Hari semakin malam, Felisha harus pulang. Ia melambaikan tangan kepada Putih. Putih membalasnya riang, dia meminta maaf karena tidak bisa mengantarnya sampai depan gerbang seperti biasanya. Felisha hanya mengangguk, ia tahu kondisi sahabatnya.
Kini, ruangan kamar Putih kembali hening, padahal baru beberapa menit yang lalu ramai oleh canda tawa. Putih hanya tinggal bersama bibinya yang baru pulang pukul 8 malam. Jadilah ia sendiri di rumah. Tapi, tidak perlu khawatir. Putih memiliki tetangga yang baik dan ramah siap membantu jika Putih terjadi apa-apa.

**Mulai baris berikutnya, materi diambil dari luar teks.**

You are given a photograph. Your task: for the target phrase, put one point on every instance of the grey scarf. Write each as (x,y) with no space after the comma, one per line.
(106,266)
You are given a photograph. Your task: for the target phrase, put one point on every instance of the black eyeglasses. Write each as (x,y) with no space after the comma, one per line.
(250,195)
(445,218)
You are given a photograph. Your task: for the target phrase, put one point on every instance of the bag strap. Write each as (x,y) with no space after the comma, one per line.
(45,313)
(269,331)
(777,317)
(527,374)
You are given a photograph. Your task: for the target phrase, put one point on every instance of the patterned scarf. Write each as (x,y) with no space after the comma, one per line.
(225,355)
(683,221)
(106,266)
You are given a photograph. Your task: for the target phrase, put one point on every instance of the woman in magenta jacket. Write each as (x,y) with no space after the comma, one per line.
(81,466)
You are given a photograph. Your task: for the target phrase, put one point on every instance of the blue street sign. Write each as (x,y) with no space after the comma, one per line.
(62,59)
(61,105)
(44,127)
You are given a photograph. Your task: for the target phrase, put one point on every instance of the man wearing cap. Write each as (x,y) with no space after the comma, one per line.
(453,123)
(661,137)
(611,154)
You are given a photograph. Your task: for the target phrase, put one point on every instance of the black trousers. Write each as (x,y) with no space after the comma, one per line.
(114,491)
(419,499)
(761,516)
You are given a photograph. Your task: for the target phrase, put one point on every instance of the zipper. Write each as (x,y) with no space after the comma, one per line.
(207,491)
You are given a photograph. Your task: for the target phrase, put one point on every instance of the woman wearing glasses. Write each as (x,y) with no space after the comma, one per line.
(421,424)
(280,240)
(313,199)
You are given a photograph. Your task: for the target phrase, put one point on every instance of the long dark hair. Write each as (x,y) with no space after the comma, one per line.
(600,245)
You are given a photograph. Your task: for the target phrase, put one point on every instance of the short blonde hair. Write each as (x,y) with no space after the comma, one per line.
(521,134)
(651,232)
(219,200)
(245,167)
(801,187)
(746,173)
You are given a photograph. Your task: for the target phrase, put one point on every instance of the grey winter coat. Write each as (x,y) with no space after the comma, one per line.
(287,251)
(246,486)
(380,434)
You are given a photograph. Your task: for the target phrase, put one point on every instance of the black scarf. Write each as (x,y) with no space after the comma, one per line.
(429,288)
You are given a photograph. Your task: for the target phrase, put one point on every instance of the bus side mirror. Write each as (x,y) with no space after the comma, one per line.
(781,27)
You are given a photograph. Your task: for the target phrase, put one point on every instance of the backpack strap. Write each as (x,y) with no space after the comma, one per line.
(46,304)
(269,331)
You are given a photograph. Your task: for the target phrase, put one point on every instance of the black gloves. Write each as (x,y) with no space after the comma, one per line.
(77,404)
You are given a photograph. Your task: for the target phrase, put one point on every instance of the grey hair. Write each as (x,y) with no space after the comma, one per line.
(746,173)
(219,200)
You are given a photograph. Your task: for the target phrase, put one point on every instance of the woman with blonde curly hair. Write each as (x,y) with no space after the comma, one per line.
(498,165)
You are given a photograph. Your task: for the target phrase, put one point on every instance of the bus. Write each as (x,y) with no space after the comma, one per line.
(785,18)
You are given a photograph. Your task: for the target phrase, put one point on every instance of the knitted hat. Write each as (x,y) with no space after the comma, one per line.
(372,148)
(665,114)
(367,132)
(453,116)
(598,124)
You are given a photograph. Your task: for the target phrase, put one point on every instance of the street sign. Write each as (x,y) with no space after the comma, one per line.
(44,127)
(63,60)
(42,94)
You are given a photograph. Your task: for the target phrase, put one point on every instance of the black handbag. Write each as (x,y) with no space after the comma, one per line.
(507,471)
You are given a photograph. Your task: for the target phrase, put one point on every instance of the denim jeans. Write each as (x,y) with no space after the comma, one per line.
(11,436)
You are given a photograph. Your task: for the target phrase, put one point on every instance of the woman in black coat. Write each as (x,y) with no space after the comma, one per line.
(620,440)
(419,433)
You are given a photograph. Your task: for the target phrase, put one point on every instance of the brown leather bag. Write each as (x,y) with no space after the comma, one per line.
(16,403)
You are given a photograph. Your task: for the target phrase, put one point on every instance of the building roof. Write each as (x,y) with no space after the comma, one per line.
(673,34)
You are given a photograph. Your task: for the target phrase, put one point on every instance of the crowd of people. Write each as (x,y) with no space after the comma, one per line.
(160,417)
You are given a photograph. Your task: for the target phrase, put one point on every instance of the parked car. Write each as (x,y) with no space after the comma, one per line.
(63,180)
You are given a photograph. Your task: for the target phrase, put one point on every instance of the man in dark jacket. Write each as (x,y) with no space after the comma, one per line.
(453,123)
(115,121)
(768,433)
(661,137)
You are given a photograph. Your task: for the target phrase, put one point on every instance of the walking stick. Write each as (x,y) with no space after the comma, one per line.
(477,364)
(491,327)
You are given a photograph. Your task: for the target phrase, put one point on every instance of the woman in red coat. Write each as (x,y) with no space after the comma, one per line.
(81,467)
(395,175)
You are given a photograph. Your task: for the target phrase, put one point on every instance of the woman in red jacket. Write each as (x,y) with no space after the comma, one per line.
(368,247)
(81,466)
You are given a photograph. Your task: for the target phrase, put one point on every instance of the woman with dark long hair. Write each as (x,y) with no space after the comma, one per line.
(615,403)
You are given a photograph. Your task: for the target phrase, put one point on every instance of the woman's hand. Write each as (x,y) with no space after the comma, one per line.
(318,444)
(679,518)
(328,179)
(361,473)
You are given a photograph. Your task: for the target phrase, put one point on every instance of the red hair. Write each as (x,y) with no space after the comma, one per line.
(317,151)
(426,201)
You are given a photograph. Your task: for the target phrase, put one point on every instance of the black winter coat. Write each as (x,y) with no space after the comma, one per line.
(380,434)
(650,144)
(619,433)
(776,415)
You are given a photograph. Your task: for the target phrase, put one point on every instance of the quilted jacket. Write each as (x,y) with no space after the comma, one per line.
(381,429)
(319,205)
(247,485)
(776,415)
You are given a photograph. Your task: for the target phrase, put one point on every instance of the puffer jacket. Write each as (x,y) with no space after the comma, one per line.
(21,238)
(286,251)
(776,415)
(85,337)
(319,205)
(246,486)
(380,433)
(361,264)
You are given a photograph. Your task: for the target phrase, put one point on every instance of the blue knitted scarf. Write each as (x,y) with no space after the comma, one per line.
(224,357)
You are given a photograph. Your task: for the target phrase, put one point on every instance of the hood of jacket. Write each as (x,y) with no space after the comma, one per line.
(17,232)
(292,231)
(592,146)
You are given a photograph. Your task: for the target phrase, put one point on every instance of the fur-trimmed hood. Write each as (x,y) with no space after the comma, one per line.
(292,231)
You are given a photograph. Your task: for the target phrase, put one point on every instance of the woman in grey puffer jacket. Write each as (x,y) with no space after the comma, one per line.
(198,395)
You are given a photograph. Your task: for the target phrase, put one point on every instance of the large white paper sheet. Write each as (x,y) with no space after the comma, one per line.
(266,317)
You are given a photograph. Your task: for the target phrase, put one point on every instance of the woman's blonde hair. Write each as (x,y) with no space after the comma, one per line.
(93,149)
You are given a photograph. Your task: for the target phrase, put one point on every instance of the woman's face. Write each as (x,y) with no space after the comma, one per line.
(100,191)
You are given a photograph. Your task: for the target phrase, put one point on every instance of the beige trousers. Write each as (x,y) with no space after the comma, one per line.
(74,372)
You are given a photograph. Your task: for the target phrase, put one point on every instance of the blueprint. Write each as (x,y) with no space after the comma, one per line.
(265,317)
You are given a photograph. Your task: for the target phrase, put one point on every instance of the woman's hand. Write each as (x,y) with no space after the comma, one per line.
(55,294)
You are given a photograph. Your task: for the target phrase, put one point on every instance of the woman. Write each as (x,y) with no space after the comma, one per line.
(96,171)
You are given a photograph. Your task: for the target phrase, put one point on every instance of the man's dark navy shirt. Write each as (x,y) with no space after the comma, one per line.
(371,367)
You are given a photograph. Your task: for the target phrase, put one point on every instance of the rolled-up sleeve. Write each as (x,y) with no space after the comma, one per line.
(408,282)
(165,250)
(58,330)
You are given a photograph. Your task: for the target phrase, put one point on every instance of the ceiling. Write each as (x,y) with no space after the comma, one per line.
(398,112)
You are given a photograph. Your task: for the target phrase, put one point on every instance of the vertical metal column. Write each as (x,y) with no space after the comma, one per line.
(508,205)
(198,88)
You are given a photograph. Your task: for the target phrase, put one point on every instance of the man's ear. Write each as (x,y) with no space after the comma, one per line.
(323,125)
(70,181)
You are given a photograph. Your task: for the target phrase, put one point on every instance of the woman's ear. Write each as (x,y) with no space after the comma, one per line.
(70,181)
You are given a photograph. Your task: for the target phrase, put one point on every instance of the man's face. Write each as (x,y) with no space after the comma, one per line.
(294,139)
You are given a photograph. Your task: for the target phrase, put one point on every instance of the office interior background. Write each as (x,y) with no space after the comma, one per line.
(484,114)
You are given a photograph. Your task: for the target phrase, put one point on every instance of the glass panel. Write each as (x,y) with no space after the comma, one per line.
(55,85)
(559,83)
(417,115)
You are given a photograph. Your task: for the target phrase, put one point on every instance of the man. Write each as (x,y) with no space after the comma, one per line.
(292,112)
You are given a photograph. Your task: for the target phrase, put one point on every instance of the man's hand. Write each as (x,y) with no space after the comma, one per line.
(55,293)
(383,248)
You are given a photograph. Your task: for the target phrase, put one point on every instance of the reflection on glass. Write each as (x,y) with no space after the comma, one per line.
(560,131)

Sebetulnya, Putih bersyukur dengan keadaannya seperti ini. Walau ia menderita dan terkadang merasa kesepian. Apalagi setelah kepergian Ibu tercinta. Satu kalimat yang selalu Putih ingat adalah, Ibunya akan selalu melihat ia, kapanpun dan dimana pun walau sudah tidak bersama Putih lagi. Ibunya selalu mendukung impian Putih sejak kecil. Yaitu tampil menari dengan indah pada lomba balet dunia. Putih selama ini berusaha sekuat tenaga berlatih dengan baik. Walau Putih harus ditemani penyakit di dalam tubuhnya.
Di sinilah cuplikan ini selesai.